Note
Access to this page requires authorization. You can try signing in or changing directories.
Access to this page requires authorization. You can try changing directories.
The Spark connector for Fabric Data Warehouse supports read and write operations in environments where Private Link is enabled at either the tenant or workspace level. Write operations use JDBC batch insert strategies that send data directly through the JDBC connection without external staging.
Prerequisites
Use these import statements at the beginning of your notebook or before you start using the connector:
import com.microsoft.spark.fabric
from com.microsoft.spark.fabric.Constants import Constants
JDBC batch insert write strategies
The connector exposes a writeStrategy option with two JDBC-based strategies:
| Strategy | Description | Duplicate safety |
|---|---|---|
MULTI_THREAD_NO_DUPLICATES_BATCH_INSERT |
Multi-threaded writes with staging tables | Full |
NO_DUPLICATES_BATCH_INSERT |
Single-threaded writes with staging tables | Full |
Both strategies use a two-phase commit approach.

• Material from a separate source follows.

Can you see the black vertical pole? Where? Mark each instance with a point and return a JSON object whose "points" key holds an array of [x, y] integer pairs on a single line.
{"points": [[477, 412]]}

Data is first written to temporary staging tables, then atomically merged into the target table. This approach guarantees zero duplicates even when Spark retries failed tasks.
Automatic strategy selection
In private link-enabled environments, the connector automatically selects MULTI_THREAD_NO_DUPLICATES_BATCH_INSERT. No configuration is needed.
df.write \
.mode("overwrite") \
.synapsesql("<warehouse name>.<schema name>.<table name>")
Explicit strategy selection
You can override the strategy manually by using the writeStrategy option.
# Multi-threaded (recommended for faster throughput)
df.write \
.mode("overwrite") \
.option("writeStrategy", "MULTI_THREAD_NO_DUPLICATES_BATCH_INSERT") \
.synapsesql("<warehouse name>.<schema name>.<table name>")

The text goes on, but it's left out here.